Background

Development of the Scottish Clinical Skills Strategy: Partnerships for Care

The ideas behind the Managed Educational Network have been directly informed by emerging government policy. Better Health, Better Care (December 2007), following on from Delivering for Health (2005), continues to place an emphasis on collaboration, co-operation and partnership. The Action Plan also stresses reducing inequality, reducing waiting times, providing more local treatment, improving patient safety, and developing new clinical roles.

In June 2006 NES held a series of meetings with key stakeholders regarding clinical skills training, stock taking current deficits as well as opportunities. These were organised by Professor Philip Cachia, Postgraduate Dean, and Beverley Beasant of NHS Education Scotland. The key issues raised were as follows:

The key priorities in developing a National Clinical Skills Strategy were to address issues of access; to ensure that clinical skills education in Scotland responded to the needs of the NHS in Scotland; and to achieve best value for the substantial sums of money already invested in clinical skills education by both NHS Boards and Higher Education Institutes. Therefore an effective clinical skills strategy has the potential to improve the patient experience (use of evidence-based simulation) and patient safety (as can be evidenced from high reliability organisations with an effective safety culture) and to make a significant contribution to reducing medical errors.

Patient expectations and experiences of health care are changing. They expect quicker and easier access to NHS services, and appropriate individualised treatment that meets their needs.

Changes in clinical practice have meant that many patients having surgical or invasive procedures spend less time in hospital resulting in a reduced availability of patients for traditional bedside teaching. Equally, those patients who have longer admissions for intensive or specialised treatment tend to be sicker and less appropriate for involvement in training.

Clinical skills training is also needed to equip staff with the skills they need to take on new roles under service redesign. Similarly, staff will need to be able to demonstrate maintenance of skills. Maximising the educational opportunities in clinical skills units will also help address the problem of reduced training time but has to be seen as a component of a managed educational process based around feedback and outcomes. Better Health, Better Care emphasises the importance of giving staff the opportunities to develop the skills and experiences they require.

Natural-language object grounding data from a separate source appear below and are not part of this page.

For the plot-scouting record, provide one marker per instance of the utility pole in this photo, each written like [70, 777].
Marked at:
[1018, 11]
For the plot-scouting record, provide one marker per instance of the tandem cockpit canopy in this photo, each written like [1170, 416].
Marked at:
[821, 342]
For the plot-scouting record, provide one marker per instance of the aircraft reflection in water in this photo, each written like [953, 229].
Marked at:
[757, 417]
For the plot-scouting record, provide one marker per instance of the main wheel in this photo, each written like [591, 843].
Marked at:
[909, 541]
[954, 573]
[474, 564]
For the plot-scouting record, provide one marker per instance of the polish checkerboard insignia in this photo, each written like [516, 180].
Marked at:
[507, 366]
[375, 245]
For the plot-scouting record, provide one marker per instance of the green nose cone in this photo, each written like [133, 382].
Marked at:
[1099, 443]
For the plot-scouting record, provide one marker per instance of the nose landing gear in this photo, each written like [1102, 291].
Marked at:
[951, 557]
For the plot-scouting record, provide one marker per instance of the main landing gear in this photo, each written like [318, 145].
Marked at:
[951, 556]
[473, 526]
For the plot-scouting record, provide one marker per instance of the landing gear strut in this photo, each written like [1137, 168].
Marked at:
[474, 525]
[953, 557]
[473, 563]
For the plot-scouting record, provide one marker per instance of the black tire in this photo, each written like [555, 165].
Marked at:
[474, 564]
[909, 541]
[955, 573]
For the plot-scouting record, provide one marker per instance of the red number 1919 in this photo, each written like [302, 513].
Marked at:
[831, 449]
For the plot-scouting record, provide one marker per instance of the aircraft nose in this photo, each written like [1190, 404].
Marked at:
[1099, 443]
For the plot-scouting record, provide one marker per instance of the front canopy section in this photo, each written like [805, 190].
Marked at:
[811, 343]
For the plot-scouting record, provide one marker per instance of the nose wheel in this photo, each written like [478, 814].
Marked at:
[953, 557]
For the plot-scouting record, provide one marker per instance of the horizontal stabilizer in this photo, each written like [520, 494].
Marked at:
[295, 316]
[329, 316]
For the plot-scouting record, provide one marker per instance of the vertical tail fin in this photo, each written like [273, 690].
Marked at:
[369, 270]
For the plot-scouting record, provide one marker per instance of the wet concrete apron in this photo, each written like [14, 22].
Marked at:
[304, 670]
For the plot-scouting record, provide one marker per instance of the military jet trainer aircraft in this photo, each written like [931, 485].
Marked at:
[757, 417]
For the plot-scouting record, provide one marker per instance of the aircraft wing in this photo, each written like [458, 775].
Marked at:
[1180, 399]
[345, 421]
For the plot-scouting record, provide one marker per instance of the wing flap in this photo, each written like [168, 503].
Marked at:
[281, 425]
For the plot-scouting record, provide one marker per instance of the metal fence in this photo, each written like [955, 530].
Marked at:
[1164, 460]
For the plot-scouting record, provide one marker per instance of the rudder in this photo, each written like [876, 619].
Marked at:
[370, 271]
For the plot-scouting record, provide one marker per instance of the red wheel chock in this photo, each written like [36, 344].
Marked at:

About simulation techniques

Simulation techniques reproduce a real-life clinical setting for educational purposes. They require the use of simulated patients (volunteers or actors), manikins (ranging from simple models to highly complex computer-controlled whole body examples), computer-generated simulations or biological material.

The clinical skills required to communicate with and care for patients as a member of a healthcare team have traditionally been taught during supervised practice in clinical placements. The inevitable consequence of such an apprenticeship-based model is that students and junior staff have to practice and develop their skills from an early stage on patients undergoing treatment in clinical settings.

A major consequence of the drive for improved safety has been the introduction of simulation-based education techniques to complement more traditional supervised clinical teaching. In addition to the potential to reduce clinical errors, the use of simulation-based training is essential to achieve reduced working hours, extended role development, appropriate training for low frequency clinical events and the skills maintenance required as the Health Service is redesigned in line with Delivering for Health.

There are strong parallels with the airline industry where simulation-based education is an essential training component for both technical and non-technical skills (such as teamworking, communication and decision-making) driven by the need to maximise customer safety and experience.

At the national conference Clinical Skills Units: The future of skills development in Scotland (September 2005), Pat Croskerry explained that studies show the incidence of adverse events ranges from 3.7% - 16.6% and can include a wide variety of issues including wrong site surgery, equipment failure, medication errors, procedural mistakes and failure to recognise or provide the appropriate treatment. Around half of adverse events are attributable to error or negligence and, as such, are potentially preventable. Similar evidence has been found in NHS Scotland which was reported in Safe Today - Safer Tomorrow: Patient Safety - Review of Incident and Near-Miss Reporting (January 2006).

These errors are either caused by factors relating to the health system or the individual practitioner. Systemic errors include things such as workplace design, overcrowding, resource availability, information gaps, laboratory errors and report delays. Individual errors can be procedural (related to psycho-motor skills) cognitive (related to decision-making) and affective (related to the mental state of the healthcare worker at the time).

Therefore we have confidence that skills learnt in a multi-professional simulated environment have the potential to improve clinical team working which will ultimately improve clinical outcomes.